# A search for technosignatures from TRAPPIST-1, LHS 1140, and 10   planetary systems in the Kepler field with the Green Bank Telescope at   1.15-1.73 GHz

**Authors:** Pavlo Pinchuk, Jean-Luc Margot, Adam H. Greenberg, Thomas Ayalde, Chad, Bloxham, Arjun Boddu, Luis Gerardo Chinchilla-Garcia, Micah Cliffe, Sara, Gallagher, Kira Hart, Brayden Hesford, Inbal Mizrahi, Ruth Pike, Dominic, Rodger, Bade Sayki, Una Schneck, Aysen Tan, Yinxue "Yolanda" Xiao, Ryan S., Lynch

arXiv: 1901.04057 · 2019-02-27

## TL;DR

This study conducted a comprehensive search for technosignatures in multiple planetary systems using the Green Bank Telescope, developing an improved detection algorithm that significantly increased candidate detections and addressed common analysis issues.

## Contribution

The paper introduces an enhanced data processing algorithm that improves detection efficiency and addresses challenges in radio technosignature searches, applied to data from the Green Bank Telescope.

## Key findings

- Over 98% of signals identified as RFI
- 30 terrestrial-origin candidates detected outside RFI regions
- Algorithm increased candidate detections by over four times

## Abstract

As part of our ongoing search for technosignatures, we collected over three terabytes of data in May 2017 with the L-band receiver (1.15-1.73 GHz) of the 100 m diameter Green Bank Telescope.
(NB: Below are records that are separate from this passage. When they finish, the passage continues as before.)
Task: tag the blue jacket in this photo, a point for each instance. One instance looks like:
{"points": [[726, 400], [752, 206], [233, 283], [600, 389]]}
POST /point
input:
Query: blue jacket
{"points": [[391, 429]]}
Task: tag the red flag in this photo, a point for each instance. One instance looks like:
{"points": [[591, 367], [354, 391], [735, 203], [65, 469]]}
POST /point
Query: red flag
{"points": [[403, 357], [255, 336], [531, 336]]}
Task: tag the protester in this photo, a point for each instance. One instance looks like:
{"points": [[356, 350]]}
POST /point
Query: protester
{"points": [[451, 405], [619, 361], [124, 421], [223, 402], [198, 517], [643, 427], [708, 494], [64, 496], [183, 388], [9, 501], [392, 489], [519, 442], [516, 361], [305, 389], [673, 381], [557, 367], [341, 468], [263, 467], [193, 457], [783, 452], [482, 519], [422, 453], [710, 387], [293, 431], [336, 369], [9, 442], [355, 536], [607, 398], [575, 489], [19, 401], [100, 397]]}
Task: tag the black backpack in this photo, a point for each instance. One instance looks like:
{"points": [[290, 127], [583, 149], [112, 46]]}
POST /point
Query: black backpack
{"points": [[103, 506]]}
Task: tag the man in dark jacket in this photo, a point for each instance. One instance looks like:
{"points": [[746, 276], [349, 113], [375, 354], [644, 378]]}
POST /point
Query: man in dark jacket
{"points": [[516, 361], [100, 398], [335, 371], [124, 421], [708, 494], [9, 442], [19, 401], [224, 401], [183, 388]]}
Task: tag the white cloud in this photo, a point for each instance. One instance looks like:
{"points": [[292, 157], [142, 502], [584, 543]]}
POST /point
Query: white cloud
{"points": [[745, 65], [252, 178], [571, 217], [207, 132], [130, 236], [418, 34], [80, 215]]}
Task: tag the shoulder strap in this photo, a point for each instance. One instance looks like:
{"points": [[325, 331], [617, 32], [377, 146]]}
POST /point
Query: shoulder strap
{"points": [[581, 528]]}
These observations focused primarily on planetary systems in the Kepler field, but also included scans of the recently discovered TRAPPIST-1 and LHS 1140 systems. We present the results of our search for narrowband signals in this data set with techniques that are generally similar to those described by Margot et al. (2018). Our improved data processing pipeline classified over $98\%$ of the $\sim$ 6 million detected signals as anthropogenic Radio Frequency Interference (RFI). Of the remaining candidates, 30 were detected outside of densely populated frequency regions attributable to RFI. These candidates were carefully examined and determined to be of terrestrial origin. We discuss the problems associated with the common practice of ignoring frequency space around candidate detections in radio technosignature detection pipelines. These problems include inaccurate estimates of figures of merit and unreliable upper limits on the prevalence of technosignatures. We present an algorithm that mitigates these problems and improves the efficiency of the search. Specifically, our new algorithm increases the number of candidate detections by a factor of more than four compared to Margot et al. (2018).